Phoneme-BERT: Joint Language Modelling of Phoneme Sequence and ASR Transcript
This addresses ASR error robustness for noisy and out-of-domain data in NLP tasks, representing a novel method for a known bottleneck.
The authors tackled the problem of ASR errors degrading downstream NLP task performance by proposing PhonemeBERT, a joint language model of phoneme sequences and ASR transcripts, which comprehensively beat state-of-the-art baselines on sentiment, question, and intent classification datasets.

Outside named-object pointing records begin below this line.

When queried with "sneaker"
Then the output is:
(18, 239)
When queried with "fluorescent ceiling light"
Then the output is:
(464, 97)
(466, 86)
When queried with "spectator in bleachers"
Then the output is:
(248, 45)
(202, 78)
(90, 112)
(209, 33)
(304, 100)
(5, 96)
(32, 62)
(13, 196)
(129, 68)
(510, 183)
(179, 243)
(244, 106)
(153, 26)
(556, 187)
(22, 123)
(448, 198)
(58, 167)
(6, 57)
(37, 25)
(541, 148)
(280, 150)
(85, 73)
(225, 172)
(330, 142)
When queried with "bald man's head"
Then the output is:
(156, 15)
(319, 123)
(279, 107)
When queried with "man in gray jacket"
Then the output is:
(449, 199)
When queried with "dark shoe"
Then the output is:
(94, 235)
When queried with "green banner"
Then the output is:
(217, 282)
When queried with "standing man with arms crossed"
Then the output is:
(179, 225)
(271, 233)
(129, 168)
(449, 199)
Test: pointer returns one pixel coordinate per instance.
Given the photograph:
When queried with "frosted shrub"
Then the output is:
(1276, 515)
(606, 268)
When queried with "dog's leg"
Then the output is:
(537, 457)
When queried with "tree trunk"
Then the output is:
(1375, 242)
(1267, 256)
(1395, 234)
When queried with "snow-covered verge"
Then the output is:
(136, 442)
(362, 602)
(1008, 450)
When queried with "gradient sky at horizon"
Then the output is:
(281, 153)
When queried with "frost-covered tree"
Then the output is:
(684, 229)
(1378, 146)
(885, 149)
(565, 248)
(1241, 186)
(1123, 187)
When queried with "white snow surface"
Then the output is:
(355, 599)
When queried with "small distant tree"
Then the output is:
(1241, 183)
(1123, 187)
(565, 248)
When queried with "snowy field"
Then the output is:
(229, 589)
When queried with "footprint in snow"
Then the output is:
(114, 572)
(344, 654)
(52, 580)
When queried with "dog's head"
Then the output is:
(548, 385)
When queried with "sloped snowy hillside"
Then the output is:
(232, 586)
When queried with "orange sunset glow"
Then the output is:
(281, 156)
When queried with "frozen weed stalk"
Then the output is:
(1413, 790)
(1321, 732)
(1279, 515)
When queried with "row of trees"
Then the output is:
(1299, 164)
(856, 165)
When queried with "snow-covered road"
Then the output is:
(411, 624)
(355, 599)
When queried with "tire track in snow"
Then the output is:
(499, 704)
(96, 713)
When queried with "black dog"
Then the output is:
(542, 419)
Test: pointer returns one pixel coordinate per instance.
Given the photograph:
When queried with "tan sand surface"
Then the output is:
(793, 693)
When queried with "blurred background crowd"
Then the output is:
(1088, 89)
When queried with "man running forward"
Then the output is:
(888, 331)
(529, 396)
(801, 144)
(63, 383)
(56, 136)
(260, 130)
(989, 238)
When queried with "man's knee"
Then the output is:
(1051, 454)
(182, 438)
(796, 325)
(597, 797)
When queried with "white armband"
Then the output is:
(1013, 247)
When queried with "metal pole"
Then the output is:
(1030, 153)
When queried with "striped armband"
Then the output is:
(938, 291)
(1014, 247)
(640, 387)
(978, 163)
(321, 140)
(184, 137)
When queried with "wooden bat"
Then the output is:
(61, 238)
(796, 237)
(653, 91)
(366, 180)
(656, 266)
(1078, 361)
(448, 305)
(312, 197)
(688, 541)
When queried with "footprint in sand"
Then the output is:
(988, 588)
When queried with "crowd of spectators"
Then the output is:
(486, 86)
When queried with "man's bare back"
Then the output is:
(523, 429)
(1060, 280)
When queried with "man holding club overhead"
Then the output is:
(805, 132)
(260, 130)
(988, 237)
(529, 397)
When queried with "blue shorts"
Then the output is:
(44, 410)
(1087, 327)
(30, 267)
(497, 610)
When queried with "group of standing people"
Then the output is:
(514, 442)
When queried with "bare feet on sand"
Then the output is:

Recent years have witnessed significant improvement in ASR systems to recognize spoken utterances. However, it is still a challenging task for noisy and out-of-domain data, where substitution and deletion errors are prevalent in the transcribed text. These errors significantly degrade the performance of downstream tasks. In this work, we propose a BERT-style language model, referred to as PhonemeBERT, that learns a joint language model with phoneme sequence and ASR transcript to learn phonetic-aware representations that are robust to ASR errors. We show that PhonemeBERT can be used on downstream tasks using phoneme sequences as additional features, and also in low-resource setup where we only have ASR-transcripts for the downstream tasks with no phoneme information available. We evaluate our approach extensively by generating noisy data for three benchmark datasets - Stanford Sentiment Treebank, TREC and ATIS for sentiment, question and intent classification tasks respectively. The results of the proposed approach beats the state-of-the-art baselines comprehensively on each dataset.